The stakes are extremely high for insurers when it comes to cyber risk, as losses from cyber related events and shortcomings begin to show up in diverse product lines that have not historically contemplated and priced for those scenarios.
The warning came from Ryan FitzSimmons, assistant VP, underwriting at Great American Insurance, who held up events like the Target data breach and subsequent shareholder derivative lawsuit as ushering in a new battery of questions that underwriters are using to try and understand and price these risks.
“Take for example Directors' and Officers' Liability. Only recently did D&O underwriters begin to understand the financial implications of poor network securities. How'd you like to fund both Target's data breach remediation and their shareholder settlement? Would doing a good job on the former help minimize the latter?

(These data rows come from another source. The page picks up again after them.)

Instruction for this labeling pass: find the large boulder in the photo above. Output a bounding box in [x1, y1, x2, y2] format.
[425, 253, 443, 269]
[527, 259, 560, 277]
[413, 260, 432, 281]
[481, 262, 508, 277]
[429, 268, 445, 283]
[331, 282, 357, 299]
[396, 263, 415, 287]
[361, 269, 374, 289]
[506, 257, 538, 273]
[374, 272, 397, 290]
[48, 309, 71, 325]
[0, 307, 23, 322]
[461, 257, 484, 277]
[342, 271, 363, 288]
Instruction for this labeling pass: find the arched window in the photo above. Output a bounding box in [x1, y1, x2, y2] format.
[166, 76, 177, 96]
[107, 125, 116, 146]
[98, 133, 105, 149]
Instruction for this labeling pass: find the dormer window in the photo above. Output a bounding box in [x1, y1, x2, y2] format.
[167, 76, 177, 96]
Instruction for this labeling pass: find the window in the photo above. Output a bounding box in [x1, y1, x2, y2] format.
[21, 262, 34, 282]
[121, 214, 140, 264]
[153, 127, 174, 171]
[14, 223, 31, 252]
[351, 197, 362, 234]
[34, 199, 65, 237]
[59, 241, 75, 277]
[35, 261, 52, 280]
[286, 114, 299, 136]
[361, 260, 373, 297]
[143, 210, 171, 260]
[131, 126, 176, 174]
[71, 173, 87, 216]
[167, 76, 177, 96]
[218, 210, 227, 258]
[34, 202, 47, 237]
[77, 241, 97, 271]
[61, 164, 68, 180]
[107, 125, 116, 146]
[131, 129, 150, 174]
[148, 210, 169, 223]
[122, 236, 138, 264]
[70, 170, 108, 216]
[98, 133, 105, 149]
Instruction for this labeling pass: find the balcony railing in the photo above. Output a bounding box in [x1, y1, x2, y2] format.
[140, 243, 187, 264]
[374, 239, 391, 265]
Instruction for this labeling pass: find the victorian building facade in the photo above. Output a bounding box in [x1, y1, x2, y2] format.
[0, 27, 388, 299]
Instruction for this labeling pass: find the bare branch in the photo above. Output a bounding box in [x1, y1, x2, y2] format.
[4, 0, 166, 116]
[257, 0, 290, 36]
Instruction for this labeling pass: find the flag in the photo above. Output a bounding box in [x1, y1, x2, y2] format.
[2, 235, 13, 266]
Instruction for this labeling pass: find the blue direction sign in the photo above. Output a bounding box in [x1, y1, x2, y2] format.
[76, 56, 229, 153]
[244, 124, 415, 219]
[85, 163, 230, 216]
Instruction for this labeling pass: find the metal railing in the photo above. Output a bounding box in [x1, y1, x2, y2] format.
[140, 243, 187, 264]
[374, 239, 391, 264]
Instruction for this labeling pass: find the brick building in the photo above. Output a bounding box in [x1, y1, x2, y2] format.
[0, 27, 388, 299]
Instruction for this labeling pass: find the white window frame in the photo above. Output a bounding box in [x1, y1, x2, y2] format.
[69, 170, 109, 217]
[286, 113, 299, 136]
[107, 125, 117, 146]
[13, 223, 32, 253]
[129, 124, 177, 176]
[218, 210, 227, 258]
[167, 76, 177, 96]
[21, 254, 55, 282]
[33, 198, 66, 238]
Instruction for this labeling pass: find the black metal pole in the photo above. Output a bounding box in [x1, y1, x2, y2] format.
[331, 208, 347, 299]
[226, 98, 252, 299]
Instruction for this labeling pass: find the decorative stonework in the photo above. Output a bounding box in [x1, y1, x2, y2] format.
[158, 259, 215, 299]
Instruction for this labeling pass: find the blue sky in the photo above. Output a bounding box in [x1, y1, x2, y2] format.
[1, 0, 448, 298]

And that's just one example,” said FitzSimmons. “Understanding how those risks and others are related, recognizing and managing the aggregation points, and at the same time helping agents and insureds to appropriately identify and minimize those risks will have major implications for insurers top and bottom lines.”
FitzSimmons was speaking about key topics to be discussed at the Optimization of Insurance Products and Policies for Cyber Risk Conference, in New York February, hosted by Global Financial Markets Intelligence.

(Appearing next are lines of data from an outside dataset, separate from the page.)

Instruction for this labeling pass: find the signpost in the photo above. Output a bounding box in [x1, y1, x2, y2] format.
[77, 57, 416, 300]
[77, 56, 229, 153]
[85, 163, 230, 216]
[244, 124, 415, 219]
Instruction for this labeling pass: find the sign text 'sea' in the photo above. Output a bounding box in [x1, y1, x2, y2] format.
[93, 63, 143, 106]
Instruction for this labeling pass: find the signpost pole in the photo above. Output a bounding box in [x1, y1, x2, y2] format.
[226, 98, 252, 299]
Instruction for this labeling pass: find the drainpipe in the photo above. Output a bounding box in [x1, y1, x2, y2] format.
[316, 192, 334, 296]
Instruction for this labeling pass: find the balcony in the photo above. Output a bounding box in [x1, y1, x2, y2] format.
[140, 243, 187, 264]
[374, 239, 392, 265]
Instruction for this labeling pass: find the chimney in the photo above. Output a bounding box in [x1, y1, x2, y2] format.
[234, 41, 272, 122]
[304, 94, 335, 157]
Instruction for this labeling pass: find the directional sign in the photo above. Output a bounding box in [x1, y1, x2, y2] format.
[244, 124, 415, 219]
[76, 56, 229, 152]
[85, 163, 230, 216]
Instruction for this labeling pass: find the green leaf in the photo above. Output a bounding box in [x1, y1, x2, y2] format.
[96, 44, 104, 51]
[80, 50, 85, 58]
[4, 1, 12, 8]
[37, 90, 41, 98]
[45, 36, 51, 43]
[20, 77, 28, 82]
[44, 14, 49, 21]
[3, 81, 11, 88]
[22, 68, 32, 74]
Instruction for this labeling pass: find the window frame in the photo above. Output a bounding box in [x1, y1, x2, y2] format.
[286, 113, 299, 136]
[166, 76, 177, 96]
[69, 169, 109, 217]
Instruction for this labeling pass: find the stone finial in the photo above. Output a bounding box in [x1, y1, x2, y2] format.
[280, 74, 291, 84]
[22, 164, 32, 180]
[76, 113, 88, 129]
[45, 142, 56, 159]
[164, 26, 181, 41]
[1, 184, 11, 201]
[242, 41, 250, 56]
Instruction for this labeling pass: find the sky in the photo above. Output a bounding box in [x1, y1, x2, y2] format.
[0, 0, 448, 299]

His take is that while there is a tremendous opportunity for growth, with some predicting global cyber risk premiums to exceed US$10bn in the not too distant future, there are also a lot of opportunities to make mistakes.
From a competitive standpoint, FitzSimmons said it's obvious that if an insurer doesn't offer solutions to confront the risks related to data and privacy then its competitors certainly will. But at present, a lack of standardization in pricing models is resulting in large variations in both pricing and terms and conditions within the cyber risk insurance marketplace.

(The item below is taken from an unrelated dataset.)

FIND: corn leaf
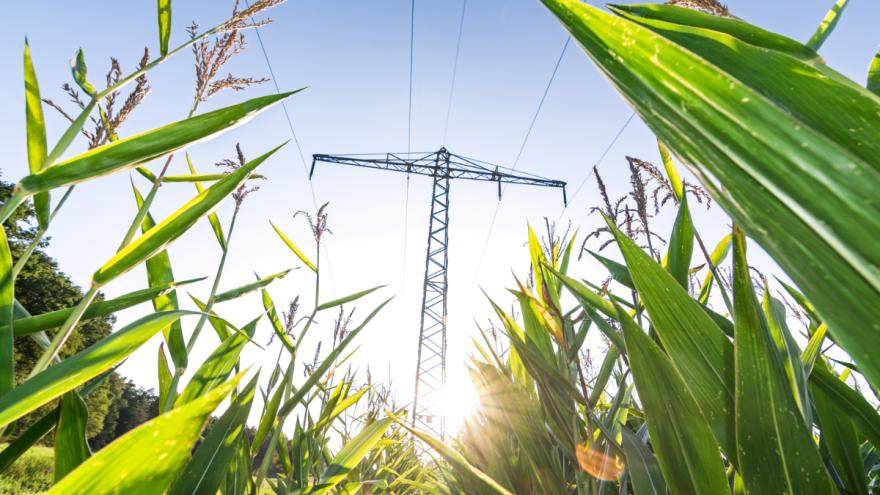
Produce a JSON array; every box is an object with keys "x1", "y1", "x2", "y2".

It's also making it difficult for brokers to explain to buyers what underwriters are looking for in terms or what constitutes a big risk or a small risk or even a good risk as opposed to a bad one.
“When insureds don't feel like the price they pay is reflective of their risk they don't buy insurance, it's as simple as that. Until we can standardize some of these pricing elements, we are going to struggle to sell policies to the vast majority of businesses,” he said.
But, with the industry already starting to see many markets make significant adjustments to rates, terms and conditions, and appetite, the future will likely look very different from the past.
“There will likely be a culling of the herd as some of the more recent, less committed capital exits the mono-line marketplace and, at the same time, I think it's very likely that many rider/endorsement based solutions that give on one hand and take away on the other will continue to be attached to various other product lines,” FitzSimmons said.
“The elimination of sublimits is already well underway and is likely to continue and longer term should clear the path for a more standardized approach to the way policies are organized. However, there will always be industry specific niche players with more tailored products than those offered by generalists,” he added.